B4 Cuts Revised, But Still Problematic

Allan Rosen is a 25-year veteran of the MTA, including a former Director of Bus Planning. He’s also a Sheepshead Bay-area resident and one of the original planners behind the B4 route. He previously criticized the MTA’s latest round of cuts, and here he questions the revisions made and the amount of thought given to residents’ objections.

On Friday, the MTA announced a set of revised service cuts that are expected to be voted on by Board members on   Wednesday. The fact alone that only two weeks were allowed to review and evaluate all the public comments for well over 100 major route and service changes is ridiculous in itself when the MTA ordinarily makes only about ten route changes per year and studies each of those for an average of two years.

The MTA is like a doctor doing surgery without doing the proper diagnostic tests. Standard planning practice is to use passenger traffic counts to determine schedule changes and origin destination surveys, i.e. asking people where they are beginning and ending their trips to determine route changes or eliminations.  Yet the MTA uses the former to do both.  Also, like doctors, they are playing with people’s lives. There are four nursing homes and assisted living facilities along Emmons Avenue where the B4 is now proposed for weekend and partial weekday elimination, leaving some visitors with no mass transit option to visit their loved ones or employees to get to work.  At the same time the City and the MTA are promoting “Leave your car home and use mass transit” campaigns.

The revision to B4 service will restore weekday service, but only from 6 a.m. to 9 a.m. and from 2 p.m. to 7 p.m.

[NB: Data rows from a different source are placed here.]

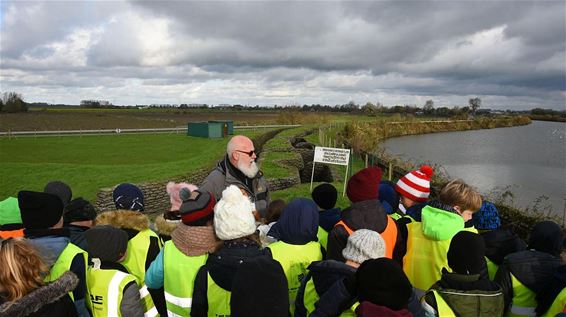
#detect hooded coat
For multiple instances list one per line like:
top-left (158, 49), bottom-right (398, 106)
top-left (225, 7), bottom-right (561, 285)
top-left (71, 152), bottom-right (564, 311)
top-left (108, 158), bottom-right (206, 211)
top-left (326, 199), bottom-right (405, 263)
top-left (0, 272), bottom-right (79, 317)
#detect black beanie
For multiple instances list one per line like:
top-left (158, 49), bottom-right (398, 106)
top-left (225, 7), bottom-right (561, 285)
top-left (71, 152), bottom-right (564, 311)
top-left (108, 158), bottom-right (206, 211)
top-left (529, 221), bottom-right (564, 256)
top-left (85, 225), bottom-right (128, 262)
top-left (312, 183), bottom-right (338, 210)
top-left (446, 231), bottom-right (485, 275)
top-left (230, 256), bottom-right (289, 317)
top-left (356, 258), bottom-right (413, 310)
top-left (63, 197), bottom-right (96, 223)
top-left (43, 181), bottom-right (73, 206)
top-left (18, 190), bottom-right (63, 229)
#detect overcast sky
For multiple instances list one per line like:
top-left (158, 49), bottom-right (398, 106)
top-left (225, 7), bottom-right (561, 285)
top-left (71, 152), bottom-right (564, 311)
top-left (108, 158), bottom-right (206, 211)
top-left (0, 0), bottom-right (566, 109)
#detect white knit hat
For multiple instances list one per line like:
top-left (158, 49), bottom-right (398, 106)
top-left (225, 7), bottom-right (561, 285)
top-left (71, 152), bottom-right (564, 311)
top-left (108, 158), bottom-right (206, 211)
top-left (395, 165), bottom-right (434, 202)
top-left (342, 229), bottom-right (385, 264)
top-left (214, 185), bottom-right (256, 240)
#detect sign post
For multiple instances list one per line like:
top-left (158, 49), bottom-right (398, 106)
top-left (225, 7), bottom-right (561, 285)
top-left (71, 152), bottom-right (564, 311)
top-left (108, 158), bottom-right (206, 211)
top-left (311, 146), bottom-right (350, 196)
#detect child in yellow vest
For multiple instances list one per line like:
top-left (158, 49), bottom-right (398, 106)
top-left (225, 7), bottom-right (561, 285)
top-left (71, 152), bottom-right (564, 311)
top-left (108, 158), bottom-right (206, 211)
top-left (85, 226), bottom-right (146, 317)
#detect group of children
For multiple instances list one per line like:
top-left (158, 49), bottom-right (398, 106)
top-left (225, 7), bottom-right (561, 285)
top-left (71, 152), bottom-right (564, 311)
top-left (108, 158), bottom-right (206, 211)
top-left (0, 166), bottom-right (566, 317)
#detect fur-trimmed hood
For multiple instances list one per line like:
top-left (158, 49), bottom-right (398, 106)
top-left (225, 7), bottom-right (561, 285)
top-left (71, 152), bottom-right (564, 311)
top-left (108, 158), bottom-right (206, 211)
top-left (94, 209), bottom-right (149, 231)
top-left (0, 271), bottom-right (79, 317)
top-left (155, 215), bottom-right (181, 237)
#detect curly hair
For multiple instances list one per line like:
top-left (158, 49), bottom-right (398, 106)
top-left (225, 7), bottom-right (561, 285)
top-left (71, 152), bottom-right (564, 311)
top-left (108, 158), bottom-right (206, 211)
top-left (0, 238), bottom-right (49, 301)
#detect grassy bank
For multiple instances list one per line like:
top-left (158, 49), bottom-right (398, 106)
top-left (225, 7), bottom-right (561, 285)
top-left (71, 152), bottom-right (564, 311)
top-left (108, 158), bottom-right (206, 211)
top-left (0, 131), bottom-right (266, 200)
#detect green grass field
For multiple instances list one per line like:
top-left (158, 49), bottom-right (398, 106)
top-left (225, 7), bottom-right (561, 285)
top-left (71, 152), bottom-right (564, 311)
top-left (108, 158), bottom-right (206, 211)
top-left (0, 130), bottom-right (265, 200)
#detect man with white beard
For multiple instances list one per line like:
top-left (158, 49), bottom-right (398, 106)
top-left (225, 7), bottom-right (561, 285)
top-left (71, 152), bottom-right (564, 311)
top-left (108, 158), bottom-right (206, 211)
top-left (199, 135), bottom-right (269, 218)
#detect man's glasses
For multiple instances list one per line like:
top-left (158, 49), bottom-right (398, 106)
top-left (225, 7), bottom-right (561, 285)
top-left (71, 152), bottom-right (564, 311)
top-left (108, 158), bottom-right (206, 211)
top-left (236, 150), bottom-right (256, 157)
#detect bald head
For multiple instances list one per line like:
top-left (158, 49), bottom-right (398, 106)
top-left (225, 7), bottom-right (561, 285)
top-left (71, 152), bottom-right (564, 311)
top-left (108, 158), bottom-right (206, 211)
top-left (226, 135), bottom-right (258, 178)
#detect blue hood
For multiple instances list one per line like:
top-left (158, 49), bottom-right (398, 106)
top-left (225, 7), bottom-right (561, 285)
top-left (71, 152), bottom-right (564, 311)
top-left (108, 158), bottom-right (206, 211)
top-left (267, 198), bottom-right (318, 245)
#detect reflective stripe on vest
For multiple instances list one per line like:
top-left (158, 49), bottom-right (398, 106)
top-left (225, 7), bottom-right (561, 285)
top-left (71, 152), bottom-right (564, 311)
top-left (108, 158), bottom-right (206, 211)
top-left (268, 241), bottom-right (322, 315)
top-left (432, 290), bottom-right (456, 317)
top-left (542, 288), bottom-right (566, 317)
top-left (303, 277), bottom-right (359, 317)
top-left (403, 222), bottom-right (477, 293)
top-left (316, 226), bottom-right (328, 250)
top-left (507, 273), bottom-right (537, 317)
top-left (163, 241), bottom-right (208, 316)
top-left (86, 267), bottom-right (136, 317)
top-left (206, 273), bottom-right (232, 317)
top-left (334, 216), bottom-right (400, 258)
top-left (45, 242), bottom-right (88, 300)
top-left (122, 229), bottom-right (161, 287)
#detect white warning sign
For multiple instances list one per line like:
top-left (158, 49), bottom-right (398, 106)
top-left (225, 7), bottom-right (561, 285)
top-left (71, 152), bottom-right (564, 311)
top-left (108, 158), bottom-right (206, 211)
top-left (313, 146), bottom-right (350, 166)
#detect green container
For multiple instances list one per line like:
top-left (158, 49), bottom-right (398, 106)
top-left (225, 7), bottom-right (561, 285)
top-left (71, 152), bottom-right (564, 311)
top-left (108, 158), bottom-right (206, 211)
top-left (208, 120), bottom-right (234, 135)
top-left (187, 122), bottom-right (224, 139)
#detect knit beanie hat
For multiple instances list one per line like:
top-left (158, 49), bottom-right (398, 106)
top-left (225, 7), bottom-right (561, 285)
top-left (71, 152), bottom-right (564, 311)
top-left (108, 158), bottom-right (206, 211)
top-left (395, 165), bottom-right (434, 202)
top-left (346, 166), bottom-right (382, 203)
top-left (112, 183), bottom-right (144, 211)
top-left (166, 182), bottom-right (198, 211)
top-left (378, 180), bottom-right (399, 214)
top-left (214, 185), bottom-right (256, 240)
top-left (472, 201), bottom-right (501, 230)
top-left (342, 229), bottom-right (385, 263)
top-left (0, 197), bottom-right (22, 226)
top-left (446, 231), bottom-right (485, 275)
top-left (311, 183), bottom-right (338, 210)
top-left (63, 197), bottom-right (96, 223)
top-left (356, 258), bottom-right (413, 310)
top-left (230, 256), bottom-right (289, 317)
top-left (18, 190), bottom-right (64, 229)
top-left (529, 221), bottom-right (564, 256)
top-left (179, 188), bottom-right (216, 226)
top-left (84, 225), bottom-right (128, 262)
top-left (43, 181), bottom-right (73, 205)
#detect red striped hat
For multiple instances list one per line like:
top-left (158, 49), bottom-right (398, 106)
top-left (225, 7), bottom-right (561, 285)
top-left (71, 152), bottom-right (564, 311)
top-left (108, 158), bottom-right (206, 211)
top-left (395, 165), bottom-right (434, 202)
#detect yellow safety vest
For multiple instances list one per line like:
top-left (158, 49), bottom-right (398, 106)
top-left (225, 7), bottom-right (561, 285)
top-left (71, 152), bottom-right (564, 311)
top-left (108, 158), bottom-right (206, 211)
top-left (506, 273), bottom-right (537, 317)
top-left (403, 222), bottom-right (477, 291)
top-left (45, 242), bottom-right (88, 300)
top-left (206, 273), bottom-right (232, 317)
top-left (122, 229), bottom-right (163, 285)
top-left (86, 267), bottom-right (140, 317)
top-left (542, 288), bottom-right (566, 317)
top-left (303, 278), bottom-right (360, 317)
top-left (163, 241), bottom-right (208, 316)
top-left (269, 241), bottom-right (322, 315)
top-left (316, 226), bottom-right (328, 250)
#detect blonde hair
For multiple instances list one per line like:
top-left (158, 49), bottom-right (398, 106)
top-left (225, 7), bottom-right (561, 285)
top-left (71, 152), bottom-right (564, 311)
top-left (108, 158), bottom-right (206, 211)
top-left (0, 238), bottom-right (49, 302)
top-left (438, 179), bottom-right (482, 212)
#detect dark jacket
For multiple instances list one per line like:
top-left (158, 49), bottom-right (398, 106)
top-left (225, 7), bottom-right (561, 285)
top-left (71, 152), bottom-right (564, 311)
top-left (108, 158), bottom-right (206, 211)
top-left (24, 228), bottom-right (88, 316)
top-left (356, 302), bottom-right (413, 317)
top-left (327, 199), bottom-right (406, 264)
top-left (0, 272), bottom-right (79, 317)
top-left (536, 264), bottom-right (566, 316)
top-left (295, 260), bottom-right (356, 317)
top-left (199, 155), bottom-right (269, 218)
top-left (424, 269), bottom-right (503, 317)
top-left (480, 228), bottom-right (527, 265)
top-left (191, 240), bottom-right (271, 317)
top-left (318, 208), bottom-right (341, 232)
top-left (66, 224), bottom-right (90, 250)
top-left (495, 250), bottom-right (562, 309)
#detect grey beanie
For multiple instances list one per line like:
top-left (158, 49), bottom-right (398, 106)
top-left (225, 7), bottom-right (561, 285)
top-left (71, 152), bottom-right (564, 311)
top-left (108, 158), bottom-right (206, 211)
top-left (342, 229), bottom-right (385, 264)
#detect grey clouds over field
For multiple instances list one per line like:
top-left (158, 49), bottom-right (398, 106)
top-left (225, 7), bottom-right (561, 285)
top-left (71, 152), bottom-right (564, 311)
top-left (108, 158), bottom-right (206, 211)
top-left (0, 0), bottom-right (566, 109)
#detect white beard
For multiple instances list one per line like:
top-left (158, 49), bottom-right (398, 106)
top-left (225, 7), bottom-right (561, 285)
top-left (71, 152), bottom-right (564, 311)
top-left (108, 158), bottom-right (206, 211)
top-left (237, 161), bottom-right (259, 178)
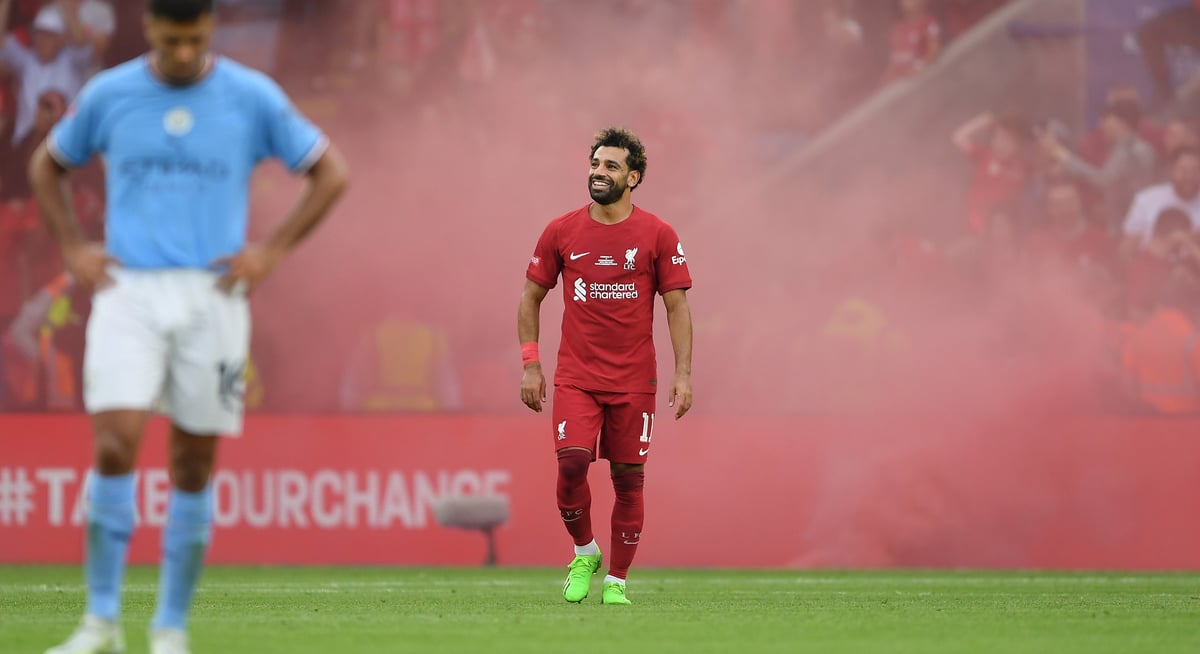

Monday to Friday and reroutes the bus from Neptune Avenue to Avenue Z.  They are starting at 2 p.m. because I told them about the high afternoon ridership which apparently they overlooked. What else are they overlooking? The move to Avenue Z could be a great idea or it could be a bad one. Long story short, you would only know by doing the proper diagnostic tests, i.e. proper surveys, which are not being done.  They are only guessing which is something New Yorkers just cannot afford.

A month or two ago, the MTA announced that it will not be necessary to cut administrative salaries by 10 percent at this time as earlier proposed to help close the budget gap, but they may consider this again later this year.  Why wouldn’t that be necessary now?  Did they find a new source of revenue?  If so, why not cancel more of the proposed cuts or will a new set of cuts be announced this summer to make up for the ones being dropped this month with more hearings on those cuts in the fall?  All this while the MTA continues to ponder the 10 percent cut in administrative salaries.

It appears that I was correct in my testimony when I stated that the MTA’s strategy is to overwhelm with so many proposed service cuts all that once that it will be impossible to fight most of them and that is exactly what is happening.  I do not believe any of the written testimony submitted to the Board was even reviewed by New York City Transit staff.  There was just not enough time. The only reason my testimony was reviewed was because I sent copies directly to the planners involved. They even omitted one hour and forty minutes of testimony at the Brooklyn hearing on the MTA website while stating that the entire hearing was posted.  What happened between 8:06 and 9:56 PM? Where is that testimony? So how can we trust that anyone reviewed the written testimony submitted, not mention the phone calls and e-mails?

One point is clear from all this. The MTA continues to do whatever it damn well pleases and needs to be better regulated. As an example, legislative approval should be required before they are allowed to change crowding level guidelines (which they recently did) or walking guidelines that would allow them to reduce service even further. But what does it matter anyway? They just violate them by measuring distances as the crow flies and are never challenged.